While I can’t be sure the version difference was the actual issue, as I haven’t had time to try to replicate this bug, I’m sure it didn’t help.

Even small version increments can be problematic. It’s not good enough to install mariadb-galera-server-5.5, I have to ensure the minor version number is the same as well.

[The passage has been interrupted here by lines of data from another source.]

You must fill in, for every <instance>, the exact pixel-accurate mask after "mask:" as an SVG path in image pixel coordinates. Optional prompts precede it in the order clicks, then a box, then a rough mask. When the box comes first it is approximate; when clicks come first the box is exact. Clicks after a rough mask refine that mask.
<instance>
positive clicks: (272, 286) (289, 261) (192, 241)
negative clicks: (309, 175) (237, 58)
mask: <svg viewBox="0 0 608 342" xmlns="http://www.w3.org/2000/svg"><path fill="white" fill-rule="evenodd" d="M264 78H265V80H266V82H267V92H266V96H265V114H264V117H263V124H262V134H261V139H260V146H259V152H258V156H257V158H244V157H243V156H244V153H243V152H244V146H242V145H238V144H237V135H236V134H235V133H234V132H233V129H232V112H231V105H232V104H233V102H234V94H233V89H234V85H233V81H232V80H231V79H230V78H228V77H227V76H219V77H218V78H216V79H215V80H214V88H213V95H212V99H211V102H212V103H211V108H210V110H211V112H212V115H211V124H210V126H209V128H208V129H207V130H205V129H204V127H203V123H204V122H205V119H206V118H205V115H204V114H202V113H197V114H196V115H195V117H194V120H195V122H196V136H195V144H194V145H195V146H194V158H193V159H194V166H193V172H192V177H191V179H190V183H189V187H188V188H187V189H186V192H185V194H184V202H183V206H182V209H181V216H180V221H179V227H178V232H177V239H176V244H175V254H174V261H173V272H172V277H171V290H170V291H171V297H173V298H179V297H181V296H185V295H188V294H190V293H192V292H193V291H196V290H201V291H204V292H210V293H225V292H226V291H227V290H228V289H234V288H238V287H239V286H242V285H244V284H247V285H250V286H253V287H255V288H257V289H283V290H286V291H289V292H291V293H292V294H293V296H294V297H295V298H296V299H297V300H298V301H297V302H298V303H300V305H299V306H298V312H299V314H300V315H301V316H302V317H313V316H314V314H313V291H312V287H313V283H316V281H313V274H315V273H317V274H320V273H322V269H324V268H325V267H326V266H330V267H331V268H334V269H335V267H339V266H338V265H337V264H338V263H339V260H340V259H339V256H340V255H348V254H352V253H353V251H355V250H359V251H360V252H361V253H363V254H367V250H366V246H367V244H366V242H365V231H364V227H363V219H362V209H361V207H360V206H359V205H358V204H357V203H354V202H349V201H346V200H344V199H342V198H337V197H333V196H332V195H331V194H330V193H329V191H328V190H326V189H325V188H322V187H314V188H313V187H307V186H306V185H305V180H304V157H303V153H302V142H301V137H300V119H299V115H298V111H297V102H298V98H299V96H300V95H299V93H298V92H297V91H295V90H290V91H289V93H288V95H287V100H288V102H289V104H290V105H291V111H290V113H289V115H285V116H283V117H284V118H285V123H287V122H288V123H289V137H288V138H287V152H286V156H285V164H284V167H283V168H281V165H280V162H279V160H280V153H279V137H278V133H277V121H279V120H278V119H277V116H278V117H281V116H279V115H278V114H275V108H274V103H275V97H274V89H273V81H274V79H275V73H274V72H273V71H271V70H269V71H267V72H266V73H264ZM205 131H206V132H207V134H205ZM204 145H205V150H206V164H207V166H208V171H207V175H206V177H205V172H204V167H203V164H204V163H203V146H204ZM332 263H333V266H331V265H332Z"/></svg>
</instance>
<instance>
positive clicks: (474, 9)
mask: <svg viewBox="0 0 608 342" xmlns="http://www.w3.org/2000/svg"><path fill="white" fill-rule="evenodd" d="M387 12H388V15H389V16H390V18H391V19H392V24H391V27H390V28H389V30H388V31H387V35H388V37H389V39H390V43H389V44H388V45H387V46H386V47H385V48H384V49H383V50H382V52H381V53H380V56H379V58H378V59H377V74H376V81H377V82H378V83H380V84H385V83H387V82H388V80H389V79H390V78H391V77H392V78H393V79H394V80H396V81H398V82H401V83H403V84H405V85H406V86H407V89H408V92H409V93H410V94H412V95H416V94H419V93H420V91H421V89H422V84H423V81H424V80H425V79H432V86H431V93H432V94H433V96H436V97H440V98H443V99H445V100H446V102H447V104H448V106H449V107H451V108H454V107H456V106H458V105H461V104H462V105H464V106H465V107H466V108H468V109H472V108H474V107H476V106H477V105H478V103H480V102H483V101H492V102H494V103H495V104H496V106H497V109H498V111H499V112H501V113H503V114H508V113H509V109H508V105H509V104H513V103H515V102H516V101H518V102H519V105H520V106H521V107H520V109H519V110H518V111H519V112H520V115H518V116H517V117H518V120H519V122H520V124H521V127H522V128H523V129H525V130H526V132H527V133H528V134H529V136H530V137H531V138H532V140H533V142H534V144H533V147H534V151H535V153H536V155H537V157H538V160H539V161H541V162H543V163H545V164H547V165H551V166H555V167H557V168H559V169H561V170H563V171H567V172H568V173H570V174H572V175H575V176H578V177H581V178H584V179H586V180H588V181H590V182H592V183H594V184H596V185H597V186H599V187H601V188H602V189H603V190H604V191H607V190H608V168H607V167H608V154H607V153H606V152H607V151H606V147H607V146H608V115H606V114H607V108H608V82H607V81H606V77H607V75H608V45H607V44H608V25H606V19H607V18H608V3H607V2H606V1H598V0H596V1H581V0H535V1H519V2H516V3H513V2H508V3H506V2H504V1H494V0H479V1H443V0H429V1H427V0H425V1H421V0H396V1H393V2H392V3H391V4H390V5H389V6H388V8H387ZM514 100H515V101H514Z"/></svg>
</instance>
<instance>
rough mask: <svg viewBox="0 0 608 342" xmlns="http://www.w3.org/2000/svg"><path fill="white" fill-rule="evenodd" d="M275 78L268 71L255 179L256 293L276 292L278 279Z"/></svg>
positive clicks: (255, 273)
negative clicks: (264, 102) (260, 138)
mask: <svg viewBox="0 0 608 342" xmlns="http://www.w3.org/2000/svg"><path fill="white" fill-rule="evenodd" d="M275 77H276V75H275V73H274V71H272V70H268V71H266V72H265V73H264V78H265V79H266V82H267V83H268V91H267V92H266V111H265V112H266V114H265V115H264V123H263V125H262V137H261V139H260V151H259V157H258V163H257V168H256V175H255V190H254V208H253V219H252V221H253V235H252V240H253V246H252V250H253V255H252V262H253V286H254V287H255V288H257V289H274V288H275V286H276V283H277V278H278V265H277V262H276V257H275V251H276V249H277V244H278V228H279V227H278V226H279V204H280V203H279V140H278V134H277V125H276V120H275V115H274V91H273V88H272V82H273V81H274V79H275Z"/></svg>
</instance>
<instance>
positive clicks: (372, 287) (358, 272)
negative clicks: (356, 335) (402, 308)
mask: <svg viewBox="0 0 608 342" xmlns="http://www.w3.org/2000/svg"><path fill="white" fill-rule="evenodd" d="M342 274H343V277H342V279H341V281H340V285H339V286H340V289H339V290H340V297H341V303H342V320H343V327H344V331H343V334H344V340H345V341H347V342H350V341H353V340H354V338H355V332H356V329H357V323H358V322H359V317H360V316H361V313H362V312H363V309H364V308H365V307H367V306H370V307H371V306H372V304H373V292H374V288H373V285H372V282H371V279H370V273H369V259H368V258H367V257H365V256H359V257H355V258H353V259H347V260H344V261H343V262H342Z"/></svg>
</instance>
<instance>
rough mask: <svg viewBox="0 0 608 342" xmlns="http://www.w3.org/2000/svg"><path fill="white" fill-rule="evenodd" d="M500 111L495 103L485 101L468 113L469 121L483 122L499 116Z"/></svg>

This has me looking at all the other major software packages I’m running and I know I’ll have to setup my automation to include minor versions.

Current status

Now that all the nodes have the same version of MariaDB Galera Server and I have expanded the nodes from 5 to the full 7 (including the arbitrator) things seem to be running ok.

MariaDB [(none)]> show status like 'wsrep_cluster%';
| Variable_name            | Value                                |
| wsrep_cluster_conf_id    | 17                                   |
| wsrep_cluster_size       | 7                                    |
| wsrep_cluster_state_uuid | 16e6742c-d7b9-11e4-8f72-af6e67877366 |
| wsrep_cluster_status     | Primary                              |
4 rows in set (0.01 sec)

## 5.5.46 is out

I would like to eventually get to a newer version of MariaDB. I know that 10.0 is out, it'd be great to get there soon. I am considering going to 5.5.46 if I have any other issues with the cluster in testing.